Confopy

Evaluates the linguistic and structural quality of scientific texts.

Project description

Confopy
=======

Asserts the linguistic and structural quality of scientific texts.

Confopy is a command-line tool that accepts one or multiple PDF documents and prints textual reports.
Currently it only works for German papers.

Name origin: Confopy := Conform + Python

Installation
============

Installation using pypi (preferred)
-----------------------------------

sudo pip install -U Confopy

Launch Confopy with

confopy --help
confopy -r document your_paper.pdf

Manual installation
-------------------

Dependencies:

sudo apt-get install python-pdfminer

sudo pip install -U lxml
sudo pip install numpy==1.6.2
sudo pip install pyyaml nltk==3.0.0
sudo pip install pyenchant==1.6.5
sudo pip install pattern==2.6

Launch Confopy with

python confopy/ --help
python confopy/ -r document your_paper.pdf

Usage
=====

$ confopy -h
usage: confopy [-h] [-l LANGUAGE] [-lx] [-ml] [-o OUTFILE] [-r REPORT] [-rl]
[-ul] [-vl] [-x]
[file [file ...]]

Language and structure checker for scientific documents.

positional arguments:
file Document file to analyze (PDF).

optional arguments:
-h, --help show this help message and exit
-l LANGUAGE, --language LANGUAGE
Language to use for PDF extraction and document
analysis.
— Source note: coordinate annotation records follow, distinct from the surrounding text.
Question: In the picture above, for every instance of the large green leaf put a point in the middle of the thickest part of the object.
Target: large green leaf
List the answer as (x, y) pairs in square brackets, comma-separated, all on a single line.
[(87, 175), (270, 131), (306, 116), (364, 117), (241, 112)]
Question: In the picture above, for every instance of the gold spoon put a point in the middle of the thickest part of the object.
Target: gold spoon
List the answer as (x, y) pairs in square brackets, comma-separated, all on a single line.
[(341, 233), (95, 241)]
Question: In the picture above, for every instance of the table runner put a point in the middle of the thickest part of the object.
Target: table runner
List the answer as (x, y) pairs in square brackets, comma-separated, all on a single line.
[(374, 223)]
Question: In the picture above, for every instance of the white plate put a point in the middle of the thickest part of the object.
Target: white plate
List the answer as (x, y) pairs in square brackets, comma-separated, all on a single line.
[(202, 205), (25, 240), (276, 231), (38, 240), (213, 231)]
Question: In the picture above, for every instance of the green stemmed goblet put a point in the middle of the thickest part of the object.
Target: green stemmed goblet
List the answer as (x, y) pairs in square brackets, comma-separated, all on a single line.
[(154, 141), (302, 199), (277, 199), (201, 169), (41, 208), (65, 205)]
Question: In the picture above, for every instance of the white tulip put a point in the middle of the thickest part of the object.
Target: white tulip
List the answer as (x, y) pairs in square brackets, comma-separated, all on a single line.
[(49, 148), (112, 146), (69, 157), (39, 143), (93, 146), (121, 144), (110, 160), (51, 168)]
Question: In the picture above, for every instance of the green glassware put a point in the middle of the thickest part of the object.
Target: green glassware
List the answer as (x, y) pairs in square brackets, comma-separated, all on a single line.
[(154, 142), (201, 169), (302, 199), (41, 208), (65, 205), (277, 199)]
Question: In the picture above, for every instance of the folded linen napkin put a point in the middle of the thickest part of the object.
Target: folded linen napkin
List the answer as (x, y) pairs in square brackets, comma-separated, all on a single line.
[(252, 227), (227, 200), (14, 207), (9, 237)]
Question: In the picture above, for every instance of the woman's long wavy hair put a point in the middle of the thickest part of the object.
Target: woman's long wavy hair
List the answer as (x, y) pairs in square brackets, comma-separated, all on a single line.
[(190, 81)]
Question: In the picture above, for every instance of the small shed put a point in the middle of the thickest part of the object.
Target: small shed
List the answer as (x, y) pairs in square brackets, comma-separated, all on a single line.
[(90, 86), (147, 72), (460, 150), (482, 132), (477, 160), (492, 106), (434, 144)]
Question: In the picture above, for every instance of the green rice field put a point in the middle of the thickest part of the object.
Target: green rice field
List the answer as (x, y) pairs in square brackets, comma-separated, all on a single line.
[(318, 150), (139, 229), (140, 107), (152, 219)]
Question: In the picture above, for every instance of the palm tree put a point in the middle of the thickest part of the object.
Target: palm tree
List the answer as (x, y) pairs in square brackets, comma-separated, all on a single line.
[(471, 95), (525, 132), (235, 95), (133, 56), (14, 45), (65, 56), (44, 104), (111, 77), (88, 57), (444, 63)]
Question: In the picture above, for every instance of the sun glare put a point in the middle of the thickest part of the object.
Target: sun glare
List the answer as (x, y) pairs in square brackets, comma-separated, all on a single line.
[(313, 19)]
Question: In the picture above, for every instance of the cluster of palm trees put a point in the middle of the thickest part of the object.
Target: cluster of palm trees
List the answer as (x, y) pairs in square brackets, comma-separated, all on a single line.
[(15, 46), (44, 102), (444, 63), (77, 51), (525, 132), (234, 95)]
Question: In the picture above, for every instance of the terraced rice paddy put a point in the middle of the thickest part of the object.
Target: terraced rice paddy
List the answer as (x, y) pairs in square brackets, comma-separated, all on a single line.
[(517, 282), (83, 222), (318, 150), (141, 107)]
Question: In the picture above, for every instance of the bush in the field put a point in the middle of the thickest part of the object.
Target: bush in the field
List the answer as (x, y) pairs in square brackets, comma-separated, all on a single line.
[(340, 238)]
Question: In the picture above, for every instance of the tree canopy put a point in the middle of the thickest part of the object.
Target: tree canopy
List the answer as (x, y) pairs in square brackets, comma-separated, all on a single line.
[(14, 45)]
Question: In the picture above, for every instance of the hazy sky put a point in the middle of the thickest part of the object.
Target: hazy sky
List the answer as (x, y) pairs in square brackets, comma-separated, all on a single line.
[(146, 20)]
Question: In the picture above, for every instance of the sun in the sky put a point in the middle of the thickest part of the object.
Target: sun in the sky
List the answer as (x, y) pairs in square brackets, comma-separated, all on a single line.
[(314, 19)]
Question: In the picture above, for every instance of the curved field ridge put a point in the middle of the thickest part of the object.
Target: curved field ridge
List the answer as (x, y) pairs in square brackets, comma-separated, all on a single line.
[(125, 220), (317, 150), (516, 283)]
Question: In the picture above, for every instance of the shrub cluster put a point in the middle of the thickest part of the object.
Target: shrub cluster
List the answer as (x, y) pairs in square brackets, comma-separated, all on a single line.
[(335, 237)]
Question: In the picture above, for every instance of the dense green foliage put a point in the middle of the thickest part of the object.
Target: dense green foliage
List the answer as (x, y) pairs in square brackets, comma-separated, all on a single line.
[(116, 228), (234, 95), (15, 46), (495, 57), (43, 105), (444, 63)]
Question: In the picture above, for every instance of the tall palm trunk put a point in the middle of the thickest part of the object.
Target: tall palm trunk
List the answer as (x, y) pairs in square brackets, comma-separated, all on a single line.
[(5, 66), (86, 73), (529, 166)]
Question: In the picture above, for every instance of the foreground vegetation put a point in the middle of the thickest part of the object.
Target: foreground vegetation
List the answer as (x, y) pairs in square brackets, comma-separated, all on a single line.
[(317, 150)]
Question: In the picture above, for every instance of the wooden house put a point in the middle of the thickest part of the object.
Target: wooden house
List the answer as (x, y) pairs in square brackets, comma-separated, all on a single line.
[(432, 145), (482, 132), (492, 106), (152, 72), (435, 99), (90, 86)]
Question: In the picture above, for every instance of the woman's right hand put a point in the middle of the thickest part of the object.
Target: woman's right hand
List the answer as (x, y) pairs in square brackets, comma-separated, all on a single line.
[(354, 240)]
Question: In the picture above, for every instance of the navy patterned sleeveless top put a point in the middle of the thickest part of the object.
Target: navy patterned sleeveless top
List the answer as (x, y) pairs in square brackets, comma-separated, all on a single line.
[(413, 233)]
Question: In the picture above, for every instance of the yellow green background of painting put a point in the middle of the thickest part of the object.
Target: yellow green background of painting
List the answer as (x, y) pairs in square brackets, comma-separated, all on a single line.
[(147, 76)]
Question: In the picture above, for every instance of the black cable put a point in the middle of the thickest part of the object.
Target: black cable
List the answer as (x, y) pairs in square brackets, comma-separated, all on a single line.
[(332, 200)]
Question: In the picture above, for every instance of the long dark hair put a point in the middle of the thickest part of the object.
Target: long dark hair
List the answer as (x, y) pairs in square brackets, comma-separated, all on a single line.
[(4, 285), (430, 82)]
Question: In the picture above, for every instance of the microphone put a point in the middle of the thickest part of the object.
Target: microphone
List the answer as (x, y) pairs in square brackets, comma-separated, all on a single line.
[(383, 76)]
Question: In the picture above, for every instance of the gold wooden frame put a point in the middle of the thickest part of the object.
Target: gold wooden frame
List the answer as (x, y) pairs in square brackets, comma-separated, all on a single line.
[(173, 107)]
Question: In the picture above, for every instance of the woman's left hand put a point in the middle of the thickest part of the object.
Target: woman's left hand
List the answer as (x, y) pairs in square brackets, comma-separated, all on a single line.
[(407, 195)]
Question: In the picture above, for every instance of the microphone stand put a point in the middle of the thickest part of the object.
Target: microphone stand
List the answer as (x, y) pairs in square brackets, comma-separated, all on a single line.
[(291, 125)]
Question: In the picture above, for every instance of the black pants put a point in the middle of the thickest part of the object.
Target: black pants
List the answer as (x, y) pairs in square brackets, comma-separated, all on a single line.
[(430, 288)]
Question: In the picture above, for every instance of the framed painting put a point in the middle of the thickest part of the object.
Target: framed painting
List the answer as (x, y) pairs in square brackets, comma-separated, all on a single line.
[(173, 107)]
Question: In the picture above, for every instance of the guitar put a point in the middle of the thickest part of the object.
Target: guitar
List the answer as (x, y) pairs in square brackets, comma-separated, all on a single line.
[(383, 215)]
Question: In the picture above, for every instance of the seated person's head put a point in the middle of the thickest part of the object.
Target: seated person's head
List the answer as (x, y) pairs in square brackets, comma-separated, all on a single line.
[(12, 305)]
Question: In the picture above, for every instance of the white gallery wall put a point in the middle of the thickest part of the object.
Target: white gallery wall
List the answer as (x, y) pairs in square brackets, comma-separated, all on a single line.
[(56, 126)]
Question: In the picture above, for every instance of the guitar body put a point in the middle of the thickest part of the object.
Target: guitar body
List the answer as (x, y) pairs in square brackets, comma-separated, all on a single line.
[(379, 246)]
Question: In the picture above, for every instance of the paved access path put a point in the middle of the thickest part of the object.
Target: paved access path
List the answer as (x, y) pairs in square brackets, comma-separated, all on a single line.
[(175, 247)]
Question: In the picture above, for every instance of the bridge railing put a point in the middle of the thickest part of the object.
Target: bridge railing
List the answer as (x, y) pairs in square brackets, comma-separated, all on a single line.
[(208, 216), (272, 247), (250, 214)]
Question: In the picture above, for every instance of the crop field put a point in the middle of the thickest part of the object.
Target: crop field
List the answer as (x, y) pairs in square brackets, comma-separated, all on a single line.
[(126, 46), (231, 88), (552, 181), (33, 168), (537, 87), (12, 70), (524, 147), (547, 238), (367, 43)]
Default: de
-lx, --latex Tell the specified report to format output as LaTeX
(if supported by the report).
-ml, --metriclist Lists all available metrics by language and exits.
-o OUTFILE, --outfile OUTFILE
File to write the output too. Default: terminal
(stdout).
-r REPORT, --report REPORT
Analyses the given document according to the specified
report.
-rl, --reportlist Lists all available reports by language and exits.
-ul, --rulelist Lists all rules and exits.
-vl, --validate Validates a given XML against the XSD for the Confopy
data model.
-x, --xml Converts the PDF file(s) to Confopy XML (structure
orientated).

Getting a corpus
================

Confopy needs a corpus (collection of language data) to run.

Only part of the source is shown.